We searched the Cochrane Pregnancy and Childbirth Group's Trials Register (31 October 2010), The Cochrane Complementary Medicine Field's Trials Register (October 2010), the Cochrane Central Register of Controlled Trials (The Cochrane Library 2010, Issue 4), MEDLINE (1966 to 31 October 2010), CINAHL (1980 to 31 October 2010), the Australian and New Zealand Trials Registry (31 October 2010), Chinese Clinical Trial Register (31 October 2010), Current Controlled Trials (31 October 2010), ClinicalTrials.gov (31 October 2010), ISRCTN Register (31 October 2010), National Center for Complementary and Alternative Medicine (NCCAM) (31 October 2010) and the WHO International Clinical Trials Registry Platform (31 October 2010).
Randomised controlled trials comparing aromatherapy with placebo, no treatment or other non-pharmacological forms of pain management in labour.
Two authors independently assessed trial quality and extracted data.
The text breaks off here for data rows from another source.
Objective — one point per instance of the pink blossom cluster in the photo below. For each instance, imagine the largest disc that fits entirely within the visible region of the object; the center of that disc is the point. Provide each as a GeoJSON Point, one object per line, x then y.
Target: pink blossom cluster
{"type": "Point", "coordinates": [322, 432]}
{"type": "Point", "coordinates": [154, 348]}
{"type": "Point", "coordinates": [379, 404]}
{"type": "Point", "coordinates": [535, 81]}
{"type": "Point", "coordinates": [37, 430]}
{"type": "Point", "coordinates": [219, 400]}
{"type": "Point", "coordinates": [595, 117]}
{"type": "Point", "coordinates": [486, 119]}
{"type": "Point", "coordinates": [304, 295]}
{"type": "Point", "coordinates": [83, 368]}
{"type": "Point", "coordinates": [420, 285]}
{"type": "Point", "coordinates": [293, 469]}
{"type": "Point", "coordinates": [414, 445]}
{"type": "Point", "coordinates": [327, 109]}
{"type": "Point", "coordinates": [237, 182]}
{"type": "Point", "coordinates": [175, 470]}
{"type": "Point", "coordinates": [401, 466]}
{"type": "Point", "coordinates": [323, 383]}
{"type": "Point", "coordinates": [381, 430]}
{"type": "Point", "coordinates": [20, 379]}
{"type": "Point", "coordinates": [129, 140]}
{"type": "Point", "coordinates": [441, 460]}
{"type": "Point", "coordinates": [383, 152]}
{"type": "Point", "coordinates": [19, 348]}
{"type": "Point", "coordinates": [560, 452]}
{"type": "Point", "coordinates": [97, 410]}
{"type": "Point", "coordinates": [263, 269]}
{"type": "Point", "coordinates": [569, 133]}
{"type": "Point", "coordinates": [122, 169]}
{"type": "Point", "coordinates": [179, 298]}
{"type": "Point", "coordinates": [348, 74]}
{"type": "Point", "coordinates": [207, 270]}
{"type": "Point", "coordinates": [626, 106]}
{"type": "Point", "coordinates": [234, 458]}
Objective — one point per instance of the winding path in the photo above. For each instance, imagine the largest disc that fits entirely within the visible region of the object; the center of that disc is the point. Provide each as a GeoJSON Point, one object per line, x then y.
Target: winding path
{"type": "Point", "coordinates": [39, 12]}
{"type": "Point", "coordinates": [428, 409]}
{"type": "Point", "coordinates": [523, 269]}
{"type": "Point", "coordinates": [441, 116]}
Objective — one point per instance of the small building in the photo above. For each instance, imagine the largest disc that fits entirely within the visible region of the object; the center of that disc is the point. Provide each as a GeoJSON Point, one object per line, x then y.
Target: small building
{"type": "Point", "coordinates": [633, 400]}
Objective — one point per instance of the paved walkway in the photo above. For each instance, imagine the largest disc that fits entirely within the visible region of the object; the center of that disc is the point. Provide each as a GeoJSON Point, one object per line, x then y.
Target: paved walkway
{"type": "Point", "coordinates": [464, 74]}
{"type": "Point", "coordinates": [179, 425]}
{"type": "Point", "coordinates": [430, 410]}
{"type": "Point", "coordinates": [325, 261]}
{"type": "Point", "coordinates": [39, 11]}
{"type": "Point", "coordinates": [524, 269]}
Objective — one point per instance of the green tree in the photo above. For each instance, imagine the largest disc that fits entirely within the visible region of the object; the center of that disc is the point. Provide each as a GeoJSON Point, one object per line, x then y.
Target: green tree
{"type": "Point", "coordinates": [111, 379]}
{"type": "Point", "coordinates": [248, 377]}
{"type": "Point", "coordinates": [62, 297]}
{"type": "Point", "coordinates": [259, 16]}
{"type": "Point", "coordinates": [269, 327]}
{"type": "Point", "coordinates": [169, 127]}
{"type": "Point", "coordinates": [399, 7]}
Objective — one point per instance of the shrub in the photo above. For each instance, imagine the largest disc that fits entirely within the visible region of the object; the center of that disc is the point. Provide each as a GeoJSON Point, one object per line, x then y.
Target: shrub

We contacted study authors for additional information.
We included two trials (535 women) in the review. The trials found no difference between groups for the primary outcomes of pain intensity, assisted vaginal birth (risk ratio (RR) 1.04, 95% confidence interval (CI) 0.48 to 2.28, one trial, 513 women; RR 0.83, 95% CI 0.06 to 11.70, one trial, 22 women), and caesarean section (RR 0.98, 95% CI 0.49 to 1.94, one trial, 513 women; RR 2.54, 95% CI 0.11 to 56.25, one trial, 22 women); there were more babies admitted to neonatal intensive care in the control group of one trial (RR 0.08, 95% CI 0.00 to 1.42, one trial, 513 women) but this difference did not reach statistical significance. The trials found no differences between groups for the secondary outcomes of use of pharmacological pain relief (RR 0.35, 95% CI 0.04 to 3.32, one trial, 513 women; RR 2.50, 95% CI 0.31 to 20.45, one trial, 22 women), spontaneous vaginal delivery (RR 1.00, 95% CI 0.94 to 1.06, one trial, 513 women; RR 0.93, 95% CI 0.67 to 1.28, one trial, 22 women) or length of labour and augmentation (RR 1.14, 95% CI 0.90 to 1.45, one trial, 513 women). The risk of bias was low in the trials.